NIPS 2017
Mon Dec 4th through Sat the 9th, 2017 at Long Beach Convention Center
Paper ID:753
Title:Learning the Morphology of Brain Signals Using Alpha-Stable Convolutional Sparse Coding

Reviewer 1


		
In this paper, the authors propose a novel probabilistic convolutional sparse coding model (alpha-stable CSC) for learning shift-invariant atoms from raw neural signals. They propose an inference strategy based on Monte Carlo EM to deal efficiently with heavy tailed noise and take into account the polarity of neural activations with a positivity constraint. The formulation allows the use of fast quasi-Newton methods for the M-step which outperform previously proposed state-of-the-art ADMM based algorithms. The experiment results on LFP data demonstrate that such algorithms can be robust to the presence of transient artifacts in data and reveal insights on neural time-series without supervision. The main contribution of this study is extending a general (alpha-stable distribution) framework, comparing to the Gaussian distribution. From experiment point of view, the proposed approach is very useful. However, there are a few comments and suggestions for the authors to consider: (1) Figure 1(a) only demonstrates the PDFs of alpha-stable distributions characterized by alpha and beta. Please try to describe the characters of the scale parameter and location parameter. (2) As written in the paper, “As an important special case of the alpha-stable distributions, we obtain the Gaussian distribution when alpha= 2 and beta = 0”, the authors emphasize that the current CSC models might be limited as they consider an L2 reconstruction error. While the extending model is more robust to corrupted data than the Gaussian models. However, I wonder if the experiments should include Gaussian Mixture Model as a fair comparison. (3) How to determine the parameters (i.e., lambda, N, T, L, K), respectively, in synthetic and LEP data experiments?

Reviewer 2


		
The paper proposes a probabilistic variant of Convolutional Sparse Coding using alpha Stable distributions.
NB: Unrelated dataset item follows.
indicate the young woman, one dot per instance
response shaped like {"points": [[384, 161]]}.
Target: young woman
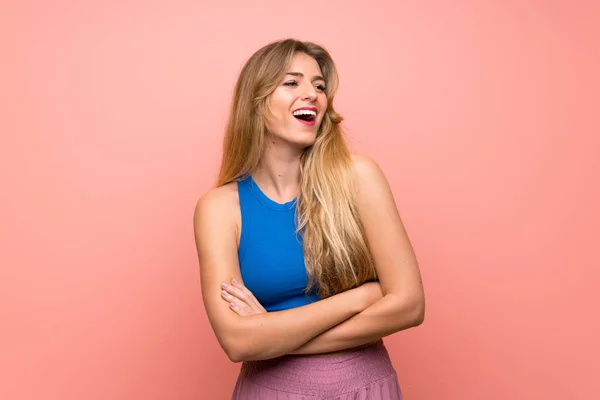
{"points": [[305, 264]]}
Overall the paper is well written, and the method appears to be novel. The authors develop an EM approach to solving the problem, where the E step corresponds to finding the distributional parameters and an M step that corresponds to standard (non-probabilistic) CSC. This appears to improve robustness. Another plus for this paper is that source code has been provided. - L62: "l2 reconstruction error, which corresponds to assuming an additive Gaussian noise distribution". I don't think this is true: l2 reconstruction error corresponds to a Gaussian likelihood. A Gaussian noise distribution corresponds to a l2 regulariser - L115-7: "It is easy to verify that the MAP estimate for this probabilistic model, i.e. maxd,z log p(d, z|x), is identical to the original optimization problem defined in (1)." I've Not come across the 1 norm being the MAP estimate of the exponential distribution before (normally Laplace (double exponential)). Could you explain how this is the case? - eq 3: Should mention that only symmetric stable distributions are being considered - L139-140: "It can be easily shown that both formulations of the CSC model are identical by marginalizing the joint distribution". Not immediately obvious - can this be included in the supplemental? - L157 not obvious where the weights come from

Reviewer 3


		
The paper presents a new sparse coding method by using alpha-stable sampling distributions (instead of Gaussians) when sampling convolutional sparse codes. This proposed model is shown to approximate the heavy-tailed neural data distributions. A sampling based inference algorithm is presented and evaluated on neural time-series data. All told this is a good contribution. The necessity of modeling heavy-tailed data and noise is critical in neuroscience applications where, in certain cases, these tails contain the discriminatory signals among different groups/subsets/classes of the data. Below are some pointers to improve the paper. 1. The authors propose a EM and MH based sampling learning/inference for the proposed model. However, CSC can be posed as efficient bi-convex problem which gives guarantees (unlike the EM-style local minima). Does the proposed model entail a more biconvex type learning? If not, this needs to explained clearly (and related work needs to be improved). If so, then why is that modeling not considered? Does taking the sampling route tie-up to some properties of alpha-stable distributions? These modeling aspects needs to be explained. 2. It seems that the influence/choice of alpha is not explicit in the sampling scheme. Since the basis of the paper is that alpha is not going to be equal to 2 (i.e., gaussian is not the correct choice), some evaluations justifying this in practice needs to be reported (e.g., estimating the alpha that gave rise to the correct bases from Fig 5; beyond simply setting it to some fixed value like 1.2). More generally influence of all hyper-parameters needs to be addressed.